Mais recentemente, Challemel Lacour, substituto de Renan, na Academia Francesa de Letras, repetiu o estertor dos antepassados, declarando: "Ciência e Razão, eis os meus deuses", acompanhando, logo depois, as conquistas do Conhecimento, que lograva defrontá-lO na raiz das suas descobertas.

E, não há muito, teólogos holandeses inquietos, participando do coral aflitivo das alucinações dos anos sessenta, insistiram: - "Cremos em Jesus, mas não em Deus", constatando, de imediato, a inatingibilidade d'Ele, pelos pesquisadores da Física Nuclear, da Astrofísica, da Astronomia e de outros ramos da Ciência como da Tecnologia, que apenas Lhe vislumbram a existência.

Por mais que o homem fuja de Deus, arranjando substitutivos transitórios, mediante explicações sofistas umas e estapafúrdias outras, Ele ressurge e mantém-se impenetrável na Sua realidade invencível.

Alguns avançados cientistas apresentam equações complexas que parecem dispensar Deus no ato da criação do Universo e falam sobre a Grande Explosão, para elucidar-lhe o aparecimento.
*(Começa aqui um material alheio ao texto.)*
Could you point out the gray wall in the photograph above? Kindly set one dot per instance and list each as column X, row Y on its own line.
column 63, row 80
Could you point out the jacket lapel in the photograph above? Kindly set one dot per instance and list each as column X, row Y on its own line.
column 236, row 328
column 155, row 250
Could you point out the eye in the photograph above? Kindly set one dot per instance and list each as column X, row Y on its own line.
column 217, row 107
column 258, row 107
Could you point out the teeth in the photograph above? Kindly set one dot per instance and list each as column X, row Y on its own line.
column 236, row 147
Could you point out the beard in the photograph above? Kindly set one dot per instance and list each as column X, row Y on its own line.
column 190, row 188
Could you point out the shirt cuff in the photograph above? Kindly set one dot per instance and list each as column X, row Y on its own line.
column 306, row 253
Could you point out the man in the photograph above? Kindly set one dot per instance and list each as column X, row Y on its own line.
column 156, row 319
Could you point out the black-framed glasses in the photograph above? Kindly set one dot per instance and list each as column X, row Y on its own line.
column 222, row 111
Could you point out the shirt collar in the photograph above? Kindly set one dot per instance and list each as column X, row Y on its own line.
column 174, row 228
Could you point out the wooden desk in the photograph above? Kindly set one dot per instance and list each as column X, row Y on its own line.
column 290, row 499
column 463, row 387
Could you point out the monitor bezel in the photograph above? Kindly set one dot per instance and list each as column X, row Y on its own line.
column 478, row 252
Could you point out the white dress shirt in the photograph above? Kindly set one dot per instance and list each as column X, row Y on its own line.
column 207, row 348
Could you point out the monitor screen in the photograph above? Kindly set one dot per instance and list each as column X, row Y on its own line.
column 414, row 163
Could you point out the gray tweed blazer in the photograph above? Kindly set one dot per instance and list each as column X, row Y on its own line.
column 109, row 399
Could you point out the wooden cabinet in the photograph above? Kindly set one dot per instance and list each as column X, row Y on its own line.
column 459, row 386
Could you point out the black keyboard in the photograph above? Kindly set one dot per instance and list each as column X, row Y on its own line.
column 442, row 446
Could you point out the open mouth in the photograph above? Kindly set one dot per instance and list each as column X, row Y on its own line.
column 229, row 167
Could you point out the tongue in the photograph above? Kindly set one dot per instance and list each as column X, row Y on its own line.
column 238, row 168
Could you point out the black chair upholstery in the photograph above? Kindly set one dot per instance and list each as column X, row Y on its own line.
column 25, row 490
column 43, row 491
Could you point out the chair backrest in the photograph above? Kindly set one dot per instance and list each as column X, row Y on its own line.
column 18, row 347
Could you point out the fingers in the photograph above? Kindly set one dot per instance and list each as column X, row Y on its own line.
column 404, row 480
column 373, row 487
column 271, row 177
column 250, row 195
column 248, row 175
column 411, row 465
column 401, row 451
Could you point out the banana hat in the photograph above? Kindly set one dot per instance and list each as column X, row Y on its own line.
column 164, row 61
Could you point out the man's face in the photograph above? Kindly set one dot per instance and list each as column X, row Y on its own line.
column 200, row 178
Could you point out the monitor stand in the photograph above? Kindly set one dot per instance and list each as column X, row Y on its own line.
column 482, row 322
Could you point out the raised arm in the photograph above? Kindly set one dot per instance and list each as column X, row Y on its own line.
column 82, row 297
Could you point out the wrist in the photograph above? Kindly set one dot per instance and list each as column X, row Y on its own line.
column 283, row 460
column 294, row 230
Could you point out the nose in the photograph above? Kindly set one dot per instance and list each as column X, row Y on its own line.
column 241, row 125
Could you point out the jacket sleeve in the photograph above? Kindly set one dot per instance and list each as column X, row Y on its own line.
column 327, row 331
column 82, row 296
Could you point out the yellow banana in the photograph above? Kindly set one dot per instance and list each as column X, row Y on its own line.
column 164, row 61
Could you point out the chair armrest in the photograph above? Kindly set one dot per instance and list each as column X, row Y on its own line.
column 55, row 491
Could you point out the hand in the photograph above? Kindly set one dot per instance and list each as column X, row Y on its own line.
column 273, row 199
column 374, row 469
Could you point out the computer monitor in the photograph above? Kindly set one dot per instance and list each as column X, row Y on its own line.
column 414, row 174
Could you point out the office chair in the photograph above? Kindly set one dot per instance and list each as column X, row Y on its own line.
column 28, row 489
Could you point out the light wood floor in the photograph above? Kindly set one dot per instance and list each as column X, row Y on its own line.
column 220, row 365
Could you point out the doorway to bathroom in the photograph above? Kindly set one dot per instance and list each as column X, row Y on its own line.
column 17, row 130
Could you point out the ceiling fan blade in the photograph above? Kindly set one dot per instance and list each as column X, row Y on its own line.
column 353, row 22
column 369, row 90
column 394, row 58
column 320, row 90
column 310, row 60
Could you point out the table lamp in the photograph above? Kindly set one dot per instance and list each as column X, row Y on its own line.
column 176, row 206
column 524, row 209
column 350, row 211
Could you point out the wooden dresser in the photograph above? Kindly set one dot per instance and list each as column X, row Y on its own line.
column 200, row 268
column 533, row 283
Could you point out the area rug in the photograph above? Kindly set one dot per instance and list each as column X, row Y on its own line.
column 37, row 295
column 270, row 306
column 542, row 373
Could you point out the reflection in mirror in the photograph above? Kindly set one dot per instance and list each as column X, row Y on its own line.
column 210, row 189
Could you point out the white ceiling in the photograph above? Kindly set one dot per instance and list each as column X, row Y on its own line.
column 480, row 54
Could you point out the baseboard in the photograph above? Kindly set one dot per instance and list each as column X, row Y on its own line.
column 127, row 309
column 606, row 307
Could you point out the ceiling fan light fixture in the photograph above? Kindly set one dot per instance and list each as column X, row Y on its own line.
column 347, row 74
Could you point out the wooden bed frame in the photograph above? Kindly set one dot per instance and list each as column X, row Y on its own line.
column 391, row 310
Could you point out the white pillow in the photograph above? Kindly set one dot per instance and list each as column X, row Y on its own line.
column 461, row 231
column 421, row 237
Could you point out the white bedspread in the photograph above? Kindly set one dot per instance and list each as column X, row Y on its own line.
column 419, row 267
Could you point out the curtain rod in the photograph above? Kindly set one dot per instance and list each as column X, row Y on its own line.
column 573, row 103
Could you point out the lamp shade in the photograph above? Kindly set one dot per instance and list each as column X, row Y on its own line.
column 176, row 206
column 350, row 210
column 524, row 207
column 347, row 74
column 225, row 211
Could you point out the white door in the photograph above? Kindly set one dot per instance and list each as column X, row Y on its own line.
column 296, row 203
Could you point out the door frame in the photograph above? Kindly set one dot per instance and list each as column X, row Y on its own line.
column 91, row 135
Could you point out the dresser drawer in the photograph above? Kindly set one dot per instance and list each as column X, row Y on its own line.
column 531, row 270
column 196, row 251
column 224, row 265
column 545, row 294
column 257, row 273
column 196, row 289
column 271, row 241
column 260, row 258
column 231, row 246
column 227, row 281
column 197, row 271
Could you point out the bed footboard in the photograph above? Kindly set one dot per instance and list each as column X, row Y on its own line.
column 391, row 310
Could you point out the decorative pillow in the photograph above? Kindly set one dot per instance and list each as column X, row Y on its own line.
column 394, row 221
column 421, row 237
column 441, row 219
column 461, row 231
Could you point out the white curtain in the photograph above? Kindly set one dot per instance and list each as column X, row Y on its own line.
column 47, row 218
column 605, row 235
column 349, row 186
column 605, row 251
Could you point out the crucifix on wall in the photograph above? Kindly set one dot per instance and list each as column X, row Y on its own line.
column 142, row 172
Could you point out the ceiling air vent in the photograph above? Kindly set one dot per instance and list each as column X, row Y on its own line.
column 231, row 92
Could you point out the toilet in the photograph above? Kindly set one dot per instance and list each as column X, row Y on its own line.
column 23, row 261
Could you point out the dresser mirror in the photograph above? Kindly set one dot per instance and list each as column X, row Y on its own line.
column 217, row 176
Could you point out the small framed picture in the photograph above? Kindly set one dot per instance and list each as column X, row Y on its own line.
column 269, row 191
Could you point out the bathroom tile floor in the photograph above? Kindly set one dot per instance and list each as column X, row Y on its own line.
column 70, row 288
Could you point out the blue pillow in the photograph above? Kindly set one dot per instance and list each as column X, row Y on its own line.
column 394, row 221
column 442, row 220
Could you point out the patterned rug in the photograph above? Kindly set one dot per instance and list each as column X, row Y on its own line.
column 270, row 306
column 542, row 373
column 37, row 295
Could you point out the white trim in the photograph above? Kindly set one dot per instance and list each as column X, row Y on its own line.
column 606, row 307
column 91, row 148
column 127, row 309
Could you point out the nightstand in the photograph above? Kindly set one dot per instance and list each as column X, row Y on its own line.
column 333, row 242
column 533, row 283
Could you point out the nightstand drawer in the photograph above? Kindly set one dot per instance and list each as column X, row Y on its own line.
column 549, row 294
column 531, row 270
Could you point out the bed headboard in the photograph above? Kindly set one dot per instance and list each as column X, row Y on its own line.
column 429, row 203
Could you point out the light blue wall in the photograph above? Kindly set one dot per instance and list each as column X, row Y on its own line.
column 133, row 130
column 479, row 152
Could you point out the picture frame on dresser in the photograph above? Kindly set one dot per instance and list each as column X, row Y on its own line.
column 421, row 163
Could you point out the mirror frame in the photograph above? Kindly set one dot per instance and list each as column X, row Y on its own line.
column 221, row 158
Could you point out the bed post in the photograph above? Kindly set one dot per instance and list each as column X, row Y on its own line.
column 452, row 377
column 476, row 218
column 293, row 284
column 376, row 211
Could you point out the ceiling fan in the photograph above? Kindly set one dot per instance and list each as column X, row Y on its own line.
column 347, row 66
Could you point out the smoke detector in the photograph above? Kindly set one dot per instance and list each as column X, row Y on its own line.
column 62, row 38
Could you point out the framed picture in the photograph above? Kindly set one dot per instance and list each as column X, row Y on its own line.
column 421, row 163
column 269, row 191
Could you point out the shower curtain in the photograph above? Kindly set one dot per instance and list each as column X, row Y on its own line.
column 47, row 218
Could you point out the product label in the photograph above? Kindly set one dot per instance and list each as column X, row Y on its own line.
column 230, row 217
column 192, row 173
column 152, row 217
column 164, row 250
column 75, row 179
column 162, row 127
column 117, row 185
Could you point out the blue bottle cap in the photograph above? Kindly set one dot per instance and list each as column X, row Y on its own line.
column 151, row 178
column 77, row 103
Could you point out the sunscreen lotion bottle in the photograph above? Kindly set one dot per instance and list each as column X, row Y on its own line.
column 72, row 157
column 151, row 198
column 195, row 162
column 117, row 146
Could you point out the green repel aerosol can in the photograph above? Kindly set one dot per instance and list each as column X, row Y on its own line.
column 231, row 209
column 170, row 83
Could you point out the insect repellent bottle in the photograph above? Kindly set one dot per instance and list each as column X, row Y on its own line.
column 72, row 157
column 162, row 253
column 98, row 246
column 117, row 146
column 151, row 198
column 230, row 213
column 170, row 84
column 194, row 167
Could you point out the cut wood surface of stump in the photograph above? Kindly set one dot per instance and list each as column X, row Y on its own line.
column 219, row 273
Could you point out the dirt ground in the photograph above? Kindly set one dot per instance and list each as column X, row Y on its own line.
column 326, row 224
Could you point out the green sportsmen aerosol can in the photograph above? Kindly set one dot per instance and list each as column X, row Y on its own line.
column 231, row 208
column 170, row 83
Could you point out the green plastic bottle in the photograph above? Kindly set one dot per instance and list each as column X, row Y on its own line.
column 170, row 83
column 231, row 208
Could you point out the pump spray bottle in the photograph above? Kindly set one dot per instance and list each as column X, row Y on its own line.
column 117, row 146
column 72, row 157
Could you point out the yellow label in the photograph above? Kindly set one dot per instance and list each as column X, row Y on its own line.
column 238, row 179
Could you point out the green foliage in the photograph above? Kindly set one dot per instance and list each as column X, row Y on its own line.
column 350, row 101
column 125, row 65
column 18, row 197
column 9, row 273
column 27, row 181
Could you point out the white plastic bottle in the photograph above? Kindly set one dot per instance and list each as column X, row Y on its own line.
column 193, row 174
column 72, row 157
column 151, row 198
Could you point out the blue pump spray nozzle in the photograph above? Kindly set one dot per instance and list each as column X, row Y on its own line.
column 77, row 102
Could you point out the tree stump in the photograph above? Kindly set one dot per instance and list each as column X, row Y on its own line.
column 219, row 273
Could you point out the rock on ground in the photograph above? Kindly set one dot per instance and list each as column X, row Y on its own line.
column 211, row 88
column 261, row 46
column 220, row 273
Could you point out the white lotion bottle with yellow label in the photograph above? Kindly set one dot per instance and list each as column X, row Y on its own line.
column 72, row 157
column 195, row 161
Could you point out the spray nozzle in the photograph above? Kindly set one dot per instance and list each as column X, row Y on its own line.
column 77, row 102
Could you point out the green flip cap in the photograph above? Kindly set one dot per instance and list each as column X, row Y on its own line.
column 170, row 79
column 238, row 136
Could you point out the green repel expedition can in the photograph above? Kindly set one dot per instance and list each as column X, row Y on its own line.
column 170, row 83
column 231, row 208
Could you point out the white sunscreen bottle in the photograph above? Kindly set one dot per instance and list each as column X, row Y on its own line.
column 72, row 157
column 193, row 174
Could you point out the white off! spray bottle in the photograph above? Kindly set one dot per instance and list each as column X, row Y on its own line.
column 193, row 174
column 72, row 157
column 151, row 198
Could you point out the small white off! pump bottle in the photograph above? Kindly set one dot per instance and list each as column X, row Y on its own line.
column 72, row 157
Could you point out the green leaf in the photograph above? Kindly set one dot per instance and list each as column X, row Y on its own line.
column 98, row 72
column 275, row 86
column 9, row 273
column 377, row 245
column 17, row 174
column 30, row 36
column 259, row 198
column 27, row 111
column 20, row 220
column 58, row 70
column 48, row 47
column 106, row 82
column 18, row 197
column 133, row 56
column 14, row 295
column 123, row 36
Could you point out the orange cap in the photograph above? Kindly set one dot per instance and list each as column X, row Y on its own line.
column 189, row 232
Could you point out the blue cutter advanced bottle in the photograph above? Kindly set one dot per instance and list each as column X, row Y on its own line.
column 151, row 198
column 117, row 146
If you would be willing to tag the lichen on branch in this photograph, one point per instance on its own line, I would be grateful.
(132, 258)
E não elucidam os fenômenos precedentes.

Diversos estudiosos denominam-nO como a "Força que agita o elétron" e, penetrando no mundo subatômico, procuram demonstrá-lO como efeito da ignorância cultural daqueles que não estudaram as partículas elementares que se perdem na área de concepções audaciosas.

Há quem O desdenhe, por descobrir as imperfeições que detecta no Cosmo e na Vida.

A todos, porém, Deus sobrevive, e comanda a Sua Obra.

Jesus O chamou, sem qualquer atavio, Pai.

Outros mestres O denominaram "Criador Incriado".

Einstein concluiu pelo "Poder pensante e atuante fora do Universo".

João Evangelista nomeou-O como "Amor".

Chamemo-lO, porém, " Alma da Natureza " ou " Acaso ", " Matemática Transcendente " ou " Força Cósmica Imanente-Transcendente ",  Deus é a Fonte Eterna Geradora de Vida, que nos criou e aguarda por nós.

Interrogando os Guias da Humanidade, a respeito do "que é Deus", aqueles Mentores nobres responderam a Allan Kardec: - "Deus é a Inteligência Suprema do Universo, causa primária de todas as coisas."

Medita sobre a tua pequenez e fragilidade.

Considera a tua mente e os teus sentimentos.

Interroga as tuas aspirações e necessidades.

Questiona a transitoriedade da tua vida física.

Reflexiona quanto à celeridade com que o tempo se esvai no relógio das horas.

Raciocina sobre o amor e busca senti-lo.

Dá-te ao bem, ao próximo e, inevitavelmente, encontrarás Deus dentro de ti, pulsando, amando e conduzindo-te no rumo da plenitude.

Acalma-te e deixa-te por Ele conduzir.


Texto de Divaldo Franco, pelo espírito Joanna de Ângelis, retirado do livro Momentos de Alegria, Livraria Espírita Alvorada Editora, Salvador, 2014,  4ª Edição.